毎日5万10万とくる人々に対して、Waste managementという作業が途方もなさすぎて、
環境教育なんて漠然とした職種。
自分がやってることに、この毎日の作業に
自分をすり減らしてまでやる意味なんてあるのだろうか?なんて思ったりした。

それでも。

放置されたゴミに群がる野鳥や猿を見て、
その子達が危うくゴミを飲み込みそうになるのを見ると、そのままにはしておけないと思う。
自分の配属先が汚されるのを、ただ見て過ごすことはできないと思う。
世界中でゴミ✖️動物の問題が生じている様子を見聞きすると、やはり私の活動は意味があって必要なことなのだろうと思う。
直接動物の治療をしたり、臨床行為で動物を救うことは、ウガンダでは---
少なくとも日本の獣医師免許では難しいが、
広義的な意味で、間接的に、動物のことを保全することに繋がるかもしれないと思っている

1人でも、ゴミがないことでの快適さと、ゴミがあることの不快感・違和感を感じて欲しいと思う。
願わくば、1人でも、1つの学校でも、意識を変えられたら…。
それが「環境教育」の一環だと信じるしかない。

一つ幸運だったのは、ピークシーズンに合わせて、
私やクリーナーがずっと懇願していたゴミ箱が寄付されたことだった。
4月から園内のゴミマップを作り、
クリーナーに聞き込みをし、
今の数では足りない。
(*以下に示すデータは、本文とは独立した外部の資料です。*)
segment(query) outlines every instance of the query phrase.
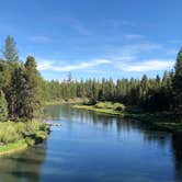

あといくつゴミ箱があると良いのか、どこに欲しいかなどをまとめた調書を作成し、何ヶ月もずっと配属先に訴えていたのだ。
それが届いた時のクリーナーの弾ける笑顔や、
実際に清掃活動が楽になったことは本当に良かったと思うし、体当たりして身を削って良かったと心の底から思った。CPや上司、マーケティングチームには感謝しかない。
クリーナーと一緒に汚れ作業に徹底したからこそ、彼らの苦労がわかり、ありがたさがわかり、
ものすごく仲が深まり、
本質的にやらなければいけないことがわかり、
協力隊らしいといえば協力隊らしい活動をしてるなと思う。
この記憶は多分、一生忘れないだろう。

ゴミ箱について地道に歩いてまとめた調書
企業からの寄付によりゴミ箱10個を獲得!

私の任期はあと1年2ヶ月。
来年のピークシーズンも、私はここにいる。
今回の経験で得たものを、
来年はより良いものにできるだろうか。
より良い伝え方、マネジメントの仕方を模索しなければならない。
何より、2年後、私がいなくなった後、
配属先のスタッフたちだけでこれをマネジメントしてもらわなければならないし、マネジメントできるようになってもらわなければならない。
やることは山積みだ。

週に1回の、配属先スタッフとの
クリーンアップ活動。
この習慣づけはだいぶできるようになってきた。
今や配属先にとどまらず、配属先までの道や外部コミュニティまでも幅を広げている。

ピークシーズンが落ち着いた今、
少しずつ静かな日々を取り戻し、
通常業務に戻りつつある。
ゴミ問題は根深いけれど、ゴミ問題だけをやりに来たわけではない。もっと、動物の展示作成など、
やりたいこともたくさんある。
時間が足りないだろうなと思う。
残りの期間でどこまでできるのか。残せるのか。
それはでも、時間を持て余すより幸せなのかもしれない。

今できることを。
この2年間だからできることを。
格好悪くても、獣医らしくなくても、
積み重ねて、大変なことも向き合っていきたいしみんなと一緒に問題解決していきたい。
精一杯取り組んだ後は、それがたとえうまくいってもいかなくても、帰国した後でそれを誰かに笑って話せられたらと思う。
そうして食べる日本のご飯とお酒はさぞ美味いことだろう。

まだと捉えるかもうと捉えるか。
残り1年2ヶ月、まだまだ続くよ私の奮闘記!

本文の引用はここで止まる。